Metaprogramming for JavaScript

November 1st, 2011

I've mentioned before that one of the things I find is missing from JavaScript is a macro system. More generally, is lacks a "clean" way to do metaprogramming. What I've done in Tachyon, in the cases where I needed to generate many similar pieces of code based on a template structure, is to generate code by concatenating strings, and then having the host VM compile that. In JavaScript, you can simply pass a string to the Function constructor, which will try to parse and compile a function definition from your string (you can also do this using eval). This is powerful in that you can generate arbitrary code on the fly, but generating code by string concatenations can be hard to maintain and error-prone. It makes me miss C++ templates, and pales in comparison to Scheme's macro system.

For my compiler writing purposes, I would like to have a way to generate code based on some sort of template, which would be instantiated based on a set of named parameters (i.e. a dictionary of parameters). I would like to be able to:

Replace type declaractions in a file (as C++ templates allow).
Replace named constants in a file (as can be done in C with #define).
Enable or disable segments of code (as can be done in C with #ifdef).
Unroll loops ahead of time and parameterize each iteration individually.
Fill in lists of arguments and the likes based on parameters.
Reorder named segments of code according to a priority system.

Some use cases I envision for this are things I already do using string concatenation, such as the generation of methods for object memory layouts and the generation of Foreign Function Interface (FFI) proxy functions. Other use cases would include auto-specializing primitive functions for optimization purposes.

A fairly obvious way to implement this metaprogramming system is to create a specialized text preprocessor. Essentially, having a function that can instantiate template files based on a dictionary of parameters. This has the advantages that it's easy to implement and use, and the disadvantages that it's perhaps unhygienic and restrictive, because it's not that much more advanced than C's preprocessor.

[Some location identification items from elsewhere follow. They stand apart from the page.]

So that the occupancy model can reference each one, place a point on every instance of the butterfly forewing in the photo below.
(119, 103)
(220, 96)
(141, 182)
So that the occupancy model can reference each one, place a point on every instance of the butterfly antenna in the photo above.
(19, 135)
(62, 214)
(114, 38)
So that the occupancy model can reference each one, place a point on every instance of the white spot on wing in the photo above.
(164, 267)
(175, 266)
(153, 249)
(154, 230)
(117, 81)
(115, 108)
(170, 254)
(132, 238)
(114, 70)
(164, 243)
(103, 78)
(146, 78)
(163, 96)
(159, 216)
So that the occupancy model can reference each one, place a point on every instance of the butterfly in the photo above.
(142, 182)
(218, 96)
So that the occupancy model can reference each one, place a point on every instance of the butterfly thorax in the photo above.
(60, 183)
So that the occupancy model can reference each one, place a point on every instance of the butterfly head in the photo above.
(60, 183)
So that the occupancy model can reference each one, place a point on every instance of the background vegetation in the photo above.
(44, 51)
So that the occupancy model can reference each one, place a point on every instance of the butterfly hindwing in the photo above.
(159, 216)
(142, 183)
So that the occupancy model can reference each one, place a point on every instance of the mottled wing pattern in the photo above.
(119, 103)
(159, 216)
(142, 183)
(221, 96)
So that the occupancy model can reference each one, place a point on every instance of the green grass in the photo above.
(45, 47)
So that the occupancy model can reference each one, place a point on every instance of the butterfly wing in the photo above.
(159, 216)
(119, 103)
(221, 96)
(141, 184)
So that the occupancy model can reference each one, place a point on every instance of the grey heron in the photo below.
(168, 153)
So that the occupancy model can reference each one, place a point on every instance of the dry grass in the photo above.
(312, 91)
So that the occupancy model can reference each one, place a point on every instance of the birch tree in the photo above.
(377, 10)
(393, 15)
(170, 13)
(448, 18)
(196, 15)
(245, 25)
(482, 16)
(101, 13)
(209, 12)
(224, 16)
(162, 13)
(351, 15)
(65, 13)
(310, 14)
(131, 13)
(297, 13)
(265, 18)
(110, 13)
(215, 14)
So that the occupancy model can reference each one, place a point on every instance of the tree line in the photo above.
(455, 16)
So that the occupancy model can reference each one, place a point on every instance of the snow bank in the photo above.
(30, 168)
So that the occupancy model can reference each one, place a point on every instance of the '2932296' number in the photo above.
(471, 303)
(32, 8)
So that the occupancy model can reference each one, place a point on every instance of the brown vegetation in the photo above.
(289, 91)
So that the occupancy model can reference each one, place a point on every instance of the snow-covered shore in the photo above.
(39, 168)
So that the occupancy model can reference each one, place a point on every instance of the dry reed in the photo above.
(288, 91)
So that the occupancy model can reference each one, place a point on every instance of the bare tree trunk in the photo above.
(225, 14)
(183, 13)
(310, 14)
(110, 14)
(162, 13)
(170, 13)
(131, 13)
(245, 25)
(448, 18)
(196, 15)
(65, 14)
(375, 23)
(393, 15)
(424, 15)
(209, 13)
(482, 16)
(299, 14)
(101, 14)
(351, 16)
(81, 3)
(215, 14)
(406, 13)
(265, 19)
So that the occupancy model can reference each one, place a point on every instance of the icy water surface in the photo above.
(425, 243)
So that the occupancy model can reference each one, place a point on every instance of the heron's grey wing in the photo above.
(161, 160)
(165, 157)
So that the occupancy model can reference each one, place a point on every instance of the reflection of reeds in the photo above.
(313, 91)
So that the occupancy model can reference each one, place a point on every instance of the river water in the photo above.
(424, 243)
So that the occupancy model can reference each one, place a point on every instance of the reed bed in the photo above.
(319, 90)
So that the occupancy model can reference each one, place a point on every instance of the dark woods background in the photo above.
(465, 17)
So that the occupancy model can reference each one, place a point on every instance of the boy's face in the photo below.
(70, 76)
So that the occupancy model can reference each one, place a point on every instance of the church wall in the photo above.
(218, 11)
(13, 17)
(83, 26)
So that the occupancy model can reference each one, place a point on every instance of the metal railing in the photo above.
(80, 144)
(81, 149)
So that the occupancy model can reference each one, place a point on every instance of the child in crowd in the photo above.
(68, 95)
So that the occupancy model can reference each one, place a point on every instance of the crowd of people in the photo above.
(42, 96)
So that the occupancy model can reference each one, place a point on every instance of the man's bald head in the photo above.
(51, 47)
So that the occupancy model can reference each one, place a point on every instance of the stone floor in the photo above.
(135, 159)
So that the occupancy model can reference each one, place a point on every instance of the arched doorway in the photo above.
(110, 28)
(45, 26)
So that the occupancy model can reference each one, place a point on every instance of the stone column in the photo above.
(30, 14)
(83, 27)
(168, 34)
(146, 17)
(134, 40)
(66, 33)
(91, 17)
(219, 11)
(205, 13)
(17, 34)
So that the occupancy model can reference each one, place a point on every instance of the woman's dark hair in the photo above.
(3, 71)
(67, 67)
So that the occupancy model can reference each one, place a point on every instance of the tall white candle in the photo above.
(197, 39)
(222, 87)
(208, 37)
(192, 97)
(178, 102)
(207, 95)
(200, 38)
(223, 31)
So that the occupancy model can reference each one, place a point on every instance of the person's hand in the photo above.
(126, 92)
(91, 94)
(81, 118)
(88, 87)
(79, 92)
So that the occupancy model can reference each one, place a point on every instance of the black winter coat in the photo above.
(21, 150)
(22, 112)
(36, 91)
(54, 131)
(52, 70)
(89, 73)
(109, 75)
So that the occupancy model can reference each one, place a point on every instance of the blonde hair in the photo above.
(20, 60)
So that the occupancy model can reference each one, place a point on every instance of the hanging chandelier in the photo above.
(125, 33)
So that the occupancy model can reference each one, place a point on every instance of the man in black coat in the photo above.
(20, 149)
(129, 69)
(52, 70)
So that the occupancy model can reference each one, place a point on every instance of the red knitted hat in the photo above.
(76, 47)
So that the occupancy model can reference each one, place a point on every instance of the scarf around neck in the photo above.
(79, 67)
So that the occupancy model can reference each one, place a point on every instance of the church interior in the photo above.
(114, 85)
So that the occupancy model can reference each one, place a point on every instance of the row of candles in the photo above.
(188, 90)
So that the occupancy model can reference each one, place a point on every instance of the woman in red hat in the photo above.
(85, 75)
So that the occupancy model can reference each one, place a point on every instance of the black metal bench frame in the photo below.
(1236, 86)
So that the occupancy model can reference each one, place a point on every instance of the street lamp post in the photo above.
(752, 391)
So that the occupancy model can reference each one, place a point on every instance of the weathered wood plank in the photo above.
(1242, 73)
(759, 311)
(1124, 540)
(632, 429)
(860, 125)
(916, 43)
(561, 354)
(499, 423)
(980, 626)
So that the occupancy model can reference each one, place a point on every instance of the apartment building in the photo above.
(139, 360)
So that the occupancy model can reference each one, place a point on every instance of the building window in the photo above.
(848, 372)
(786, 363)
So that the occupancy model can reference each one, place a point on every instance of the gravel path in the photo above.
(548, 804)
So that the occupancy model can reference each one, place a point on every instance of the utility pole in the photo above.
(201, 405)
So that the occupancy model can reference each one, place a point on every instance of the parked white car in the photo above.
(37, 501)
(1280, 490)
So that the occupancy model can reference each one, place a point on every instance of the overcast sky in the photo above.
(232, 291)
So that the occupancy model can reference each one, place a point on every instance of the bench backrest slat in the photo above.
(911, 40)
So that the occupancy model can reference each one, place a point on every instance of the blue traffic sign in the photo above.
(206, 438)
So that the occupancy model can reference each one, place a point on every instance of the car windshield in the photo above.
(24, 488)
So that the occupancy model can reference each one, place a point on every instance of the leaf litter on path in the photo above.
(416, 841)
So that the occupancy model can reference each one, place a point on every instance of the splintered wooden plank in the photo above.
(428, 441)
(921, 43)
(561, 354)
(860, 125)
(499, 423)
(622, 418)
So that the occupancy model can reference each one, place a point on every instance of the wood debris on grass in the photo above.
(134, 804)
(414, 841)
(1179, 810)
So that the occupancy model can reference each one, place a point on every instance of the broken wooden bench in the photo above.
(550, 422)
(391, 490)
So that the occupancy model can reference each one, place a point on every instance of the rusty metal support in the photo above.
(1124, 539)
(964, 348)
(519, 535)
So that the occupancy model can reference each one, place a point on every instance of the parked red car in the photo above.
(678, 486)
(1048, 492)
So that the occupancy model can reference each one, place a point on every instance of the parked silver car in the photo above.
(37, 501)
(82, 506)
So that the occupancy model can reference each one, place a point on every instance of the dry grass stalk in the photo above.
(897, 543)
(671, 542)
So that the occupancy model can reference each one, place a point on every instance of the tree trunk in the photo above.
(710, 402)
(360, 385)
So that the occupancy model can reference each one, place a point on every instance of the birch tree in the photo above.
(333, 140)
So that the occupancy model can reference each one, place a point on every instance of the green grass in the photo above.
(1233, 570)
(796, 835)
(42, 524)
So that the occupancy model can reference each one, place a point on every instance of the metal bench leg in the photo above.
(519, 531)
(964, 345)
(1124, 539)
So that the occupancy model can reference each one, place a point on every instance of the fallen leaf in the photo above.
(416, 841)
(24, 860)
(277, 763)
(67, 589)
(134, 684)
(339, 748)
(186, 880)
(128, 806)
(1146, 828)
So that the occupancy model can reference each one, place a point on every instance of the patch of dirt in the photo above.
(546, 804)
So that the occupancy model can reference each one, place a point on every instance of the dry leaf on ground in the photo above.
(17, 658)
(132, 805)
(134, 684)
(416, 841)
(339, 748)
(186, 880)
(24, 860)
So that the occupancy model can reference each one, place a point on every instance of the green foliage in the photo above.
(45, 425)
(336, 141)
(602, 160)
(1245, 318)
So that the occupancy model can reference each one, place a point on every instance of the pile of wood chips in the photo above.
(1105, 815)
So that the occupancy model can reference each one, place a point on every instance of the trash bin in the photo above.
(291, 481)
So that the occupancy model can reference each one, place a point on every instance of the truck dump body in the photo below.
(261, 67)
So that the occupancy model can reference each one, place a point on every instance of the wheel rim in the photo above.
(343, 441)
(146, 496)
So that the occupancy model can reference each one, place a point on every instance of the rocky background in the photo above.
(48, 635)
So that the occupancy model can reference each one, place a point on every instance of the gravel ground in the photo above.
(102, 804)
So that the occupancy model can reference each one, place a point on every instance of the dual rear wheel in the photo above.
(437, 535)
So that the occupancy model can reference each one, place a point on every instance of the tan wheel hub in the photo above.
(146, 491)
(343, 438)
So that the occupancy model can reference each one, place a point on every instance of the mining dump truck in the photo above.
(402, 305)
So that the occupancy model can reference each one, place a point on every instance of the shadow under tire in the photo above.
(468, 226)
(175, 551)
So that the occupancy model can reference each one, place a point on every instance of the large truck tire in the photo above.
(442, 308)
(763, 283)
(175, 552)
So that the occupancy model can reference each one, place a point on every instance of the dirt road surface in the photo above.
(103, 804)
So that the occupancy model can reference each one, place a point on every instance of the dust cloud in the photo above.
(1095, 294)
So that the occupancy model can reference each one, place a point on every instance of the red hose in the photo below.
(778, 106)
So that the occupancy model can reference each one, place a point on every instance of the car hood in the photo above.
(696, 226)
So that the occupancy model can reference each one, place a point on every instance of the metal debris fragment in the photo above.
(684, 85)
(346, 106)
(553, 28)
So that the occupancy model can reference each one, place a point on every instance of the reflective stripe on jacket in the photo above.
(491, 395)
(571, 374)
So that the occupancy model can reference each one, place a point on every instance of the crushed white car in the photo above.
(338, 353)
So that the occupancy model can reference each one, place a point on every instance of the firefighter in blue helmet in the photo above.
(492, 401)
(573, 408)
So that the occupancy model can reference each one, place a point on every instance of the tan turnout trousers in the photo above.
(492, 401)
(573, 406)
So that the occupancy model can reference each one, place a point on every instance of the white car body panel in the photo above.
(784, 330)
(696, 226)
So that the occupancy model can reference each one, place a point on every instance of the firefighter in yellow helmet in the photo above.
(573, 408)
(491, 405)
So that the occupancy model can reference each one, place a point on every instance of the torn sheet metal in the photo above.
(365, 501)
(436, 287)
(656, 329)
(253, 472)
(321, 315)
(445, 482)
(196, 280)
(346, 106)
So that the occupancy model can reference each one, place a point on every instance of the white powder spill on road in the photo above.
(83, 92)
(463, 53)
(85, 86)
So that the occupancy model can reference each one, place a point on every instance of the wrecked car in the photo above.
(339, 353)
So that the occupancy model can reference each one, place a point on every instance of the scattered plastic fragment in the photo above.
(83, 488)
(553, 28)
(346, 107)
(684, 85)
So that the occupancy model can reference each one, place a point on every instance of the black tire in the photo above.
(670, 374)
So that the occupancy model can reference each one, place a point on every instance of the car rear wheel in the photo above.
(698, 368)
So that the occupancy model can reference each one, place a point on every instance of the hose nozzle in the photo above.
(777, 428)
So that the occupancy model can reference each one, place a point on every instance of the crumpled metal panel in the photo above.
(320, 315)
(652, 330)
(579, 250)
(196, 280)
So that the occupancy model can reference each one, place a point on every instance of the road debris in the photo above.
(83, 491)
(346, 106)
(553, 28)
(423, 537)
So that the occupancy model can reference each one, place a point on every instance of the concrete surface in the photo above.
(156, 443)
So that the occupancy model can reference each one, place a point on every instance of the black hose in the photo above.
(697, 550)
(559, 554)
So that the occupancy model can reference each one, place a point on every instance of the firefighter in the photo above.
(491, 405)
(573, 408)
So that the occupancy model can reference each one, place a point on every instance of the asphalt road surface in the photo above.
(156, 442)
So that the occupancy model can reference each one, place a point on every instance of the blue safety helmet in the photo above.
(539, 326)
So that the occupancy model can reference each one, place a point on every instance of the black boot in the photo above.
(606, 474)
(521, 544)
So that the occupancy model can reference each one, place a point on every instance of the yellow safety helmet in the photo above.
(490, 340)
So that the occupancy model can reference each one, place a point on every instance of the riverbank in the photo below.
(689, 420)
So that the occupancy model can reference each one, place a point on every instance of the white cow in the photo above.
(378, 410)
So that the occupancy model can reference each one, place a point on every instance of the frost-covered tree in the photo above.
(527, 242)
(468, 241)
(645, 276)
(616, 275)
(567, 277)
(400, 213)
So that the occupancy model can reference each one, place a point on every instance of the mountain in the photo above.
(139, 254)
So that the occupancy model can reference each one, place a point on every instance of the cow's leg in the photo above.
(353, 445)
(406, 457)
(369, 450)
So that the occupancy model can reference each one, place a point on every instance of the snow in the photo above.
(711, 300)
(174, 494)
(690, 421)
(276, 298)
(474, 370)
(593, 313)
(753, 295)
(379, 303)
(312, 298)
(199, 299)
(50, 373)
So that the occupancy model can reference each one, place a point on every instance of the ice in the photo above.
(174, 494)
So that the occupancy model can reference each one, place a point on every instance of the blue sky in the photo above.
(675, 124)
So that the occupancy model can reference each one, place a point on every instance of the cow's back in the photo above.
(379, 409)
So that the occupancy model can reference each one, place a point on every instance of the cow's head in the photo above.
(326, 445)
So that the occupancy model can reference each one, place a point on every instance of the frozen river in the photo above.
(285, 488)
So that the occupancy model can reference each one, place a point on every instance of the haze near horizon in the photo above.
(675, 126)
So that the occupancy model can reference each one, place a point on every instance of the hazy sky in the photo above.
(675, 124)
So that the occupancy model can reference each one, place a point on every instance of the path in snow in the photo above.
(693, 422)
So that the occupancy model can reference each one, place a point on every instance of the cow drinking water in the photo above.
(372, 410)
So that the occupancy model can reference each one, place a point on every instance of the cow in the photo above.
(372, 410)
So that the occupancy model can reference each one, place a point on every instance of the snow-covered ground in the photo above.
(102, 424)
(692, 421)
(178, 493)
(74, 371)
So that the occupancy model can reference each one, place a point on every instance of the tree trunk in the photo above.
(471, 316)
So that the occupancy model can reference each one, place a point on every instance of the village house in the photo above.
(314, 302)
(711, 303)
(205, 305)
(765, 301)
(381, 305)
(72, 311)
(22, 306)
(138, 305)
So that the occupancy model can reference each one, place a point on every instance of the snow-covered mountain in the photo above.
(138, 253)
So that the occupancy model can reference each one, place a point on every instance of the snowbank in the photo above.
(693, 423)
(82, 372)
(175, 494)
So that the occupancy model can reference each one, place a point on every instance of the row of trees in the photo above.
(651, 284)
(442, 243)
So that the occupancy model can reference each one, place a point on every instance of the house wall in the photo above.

My research advisor has instead suggested that I implement some sort of Abstract Syntax Tree (AST) manipulation system, which would allow naming AST segments and splicing them. This is more in line with what Scheme does. The issues I see with this are that I'm not really sure how to proceed, I find the current AST rather cumbersome to manipulate, and such a system would require tighter coupling with our parser. Ideally, grammar extensions would be implemented for AST splicing, but that's also rather tricky, and perhaps best avoided at this point in Tachyon's development. Implementing an AST splicer would instead require us to disguise our spicing syntax as regular JavaScript so as to avoid having to extend the grammar.

Another thing to consider is that I'd rather not reinvent the wheel twice. I've already said that I'd eventually like to implement some sort of macro system so we can properly support things like assertions. I'd rather have my template system be usable in the macro system or vice versa, instead of having two completely independent systems with similar purposes. A macro system, for our purposes, could simply be something that allows us to associate names in the parser with generator functions. When a macro name is found in the source, the parser calls the associated generator function with the AST segments corresponding to the function call arguments. The generator function is then free to manipulate those as it sees fit, and produce another piece of AST or source as output, to be spliced at the call site by the parser.

The consideration that this metaprogramming framework might fit into a macro system leads me to believe that perhaps an AST splicing system is the better choice, from a technical standpoint. This requires some extensions to our parser, however, such as the ability to have named AST nodes which our macro system can identify. Another requirement is the implementation of some AST splicing operators. Finally, I would like to examine the way in which AST nodes are currently manipulated, and simplify the API, so that manipulating ASTs becomes less cumbersome.